Dalia Obeid, Saudi Arabia

Assistant scientist
Transplant Research & Innovation Department, Organ Transplant Centre of Excellence
King Faisal Specialist Hospital & Research Centre

Abstract

Long-term outcome of pediatric kidney transplant recipients: A single-center experience

Dalia Obeid1, Ayodele Alaiya2,4, Rezgah Aldhafiry 3,4, Weiam Almaiman 3, Enaam Karar 3, Sulaiman Alrddadi 3, Khalid Alhasan 3, Ali Tariq3, Dieter Broering1,4, Hamad Almojalli3.

1Transplant Research and Innovation Department, King Faisal Specialist Hospital and Research Centre, Riyadh, Saudi Arabia; 2Stem Cell Therapy Program, King Faisal Specialist Hospital and Research Centre, Riyadh, Saudi Arabia; 3Kidney and Pancreas Health Center, King Faisal Specialist Hospital and Research Centre, Riyadh, Saudi Arabia; 4College of Medicine, Alfaisal University, Riyadh, Saudi Arabia

Background: The outcome of pediatric Kidney transplantation (KT) in Saudi Arabia is not well documented. KT in pediatric patients lacks predictive markers to monitor rejection.
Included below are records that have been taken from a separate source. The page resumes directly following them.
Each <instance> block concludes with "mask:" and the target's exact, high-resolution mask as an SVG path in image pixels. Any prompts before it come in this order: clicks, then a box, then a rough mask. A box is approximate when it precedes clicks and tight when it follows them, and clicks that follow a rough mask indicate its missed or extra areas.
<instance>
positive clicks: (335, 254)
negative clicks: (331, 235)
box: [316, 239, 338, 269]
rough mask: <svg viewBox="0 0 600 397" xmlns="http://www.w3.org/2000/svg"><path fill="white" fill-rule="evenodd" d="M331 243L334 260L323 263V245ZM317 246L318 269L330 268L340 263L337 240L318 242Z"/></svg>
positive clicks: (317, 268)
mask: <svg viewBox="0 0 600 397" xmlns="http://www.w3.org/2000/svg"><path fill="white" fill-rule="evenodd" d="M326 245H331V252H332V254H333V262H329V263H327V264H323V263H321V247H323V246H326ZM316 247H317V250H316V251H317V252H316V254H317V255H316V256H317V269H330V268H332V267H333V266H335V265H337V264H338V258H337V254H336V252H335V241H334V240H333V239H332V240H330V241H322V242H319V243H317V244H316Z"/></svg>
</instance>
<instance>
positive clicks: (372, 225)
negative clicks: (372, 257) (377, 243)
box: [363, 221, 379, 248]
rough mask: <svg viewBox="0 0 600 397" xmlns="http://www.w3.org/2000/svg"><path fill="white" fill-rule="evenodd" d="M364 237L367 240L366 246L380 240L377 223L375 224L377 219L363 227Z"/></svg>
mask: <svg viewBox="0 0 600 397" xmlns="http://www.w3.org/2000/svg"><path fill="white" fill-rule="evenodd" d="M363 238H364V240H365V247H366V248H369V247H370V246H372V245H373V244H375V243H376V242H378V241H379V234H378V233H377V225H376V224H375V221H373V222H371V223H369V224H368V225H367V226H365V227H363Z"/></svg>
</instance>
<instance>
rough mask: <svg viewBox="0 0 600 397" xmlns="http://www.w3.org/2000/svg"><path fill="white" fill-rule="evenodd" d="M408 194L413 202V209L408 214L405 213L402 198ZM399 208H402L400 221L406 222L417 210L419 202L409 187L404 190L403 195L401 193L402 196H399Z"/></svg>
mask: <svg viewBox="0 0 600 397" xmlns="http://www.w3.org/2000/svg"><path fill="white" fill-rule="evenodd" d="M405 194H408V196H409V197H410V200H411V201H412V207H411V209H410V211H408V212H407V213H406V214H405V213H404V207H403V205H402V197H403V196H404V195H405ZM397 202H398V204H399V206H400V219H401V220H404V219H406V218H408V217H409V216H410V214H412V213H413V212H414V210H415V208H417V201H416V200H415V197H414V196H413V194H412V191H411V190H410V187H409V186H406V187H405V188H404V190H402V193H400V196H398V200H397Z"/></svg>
Our study investigated the outcomes of kidney transplantation in pediatric patients and identified risk factors for acute allograft rejection, chronic allograft rejection, and graft loss.
Methods: This study is a retrospective study of all pediatric patients at a specialized hospital in Riyadh, Saudi Arabia. All patients aged 1 to 17 who underwent kidney transplants between September 2005 and June 2022 were included in this study. Clinical and demographical data were collected from the hospital's clinical record system. A total of 174 patients were included for the study.  
Results: In our cohort, the most common pediatric end-stage Kidney diseases were obstructive uropathy (~11%), followed by congenital nephrotic syndrome (CNS) (~10%), multicystic dysplastic kidney (MCDK) (8%), and Focal segmental glomerulosclerosis (FSGS) (7%).

A total of 49/174 (28.2%) of the cases were confirmed pathologically for acute rejection (AR), and 12/174 (6.9%) had chronic rejection. Acute rejection and multiple episodes of rejection were associated with age and multiple opportunistic infections. In our cohort, age was a significant predictor for acute rejection, with reduced risk for patients’ age under five years (HR: 0.16 (95%CI: 0.04-0.58)), while triple risk was documented for patients with multiple opportunistic infections (HR=3.32, 95%CI: 1.33-8.28). Overall, our cohort's survival rate free of acute rejection was at 90%, 82%, and 81% after 1, 3, and 5 years. In contrast, survival-free graft loss was 100%, 99%, and 94% after 1, 5, and 10 years respectively.

Conclusions: In conclusion, pediatric kidney recipients in our center showed an overall improved outcome. In our study, we confirm the importance of recipient age at the operation, and the importance of monitoring transplantation for rejection markers and infections, as they can significantly affect graft and patient survival.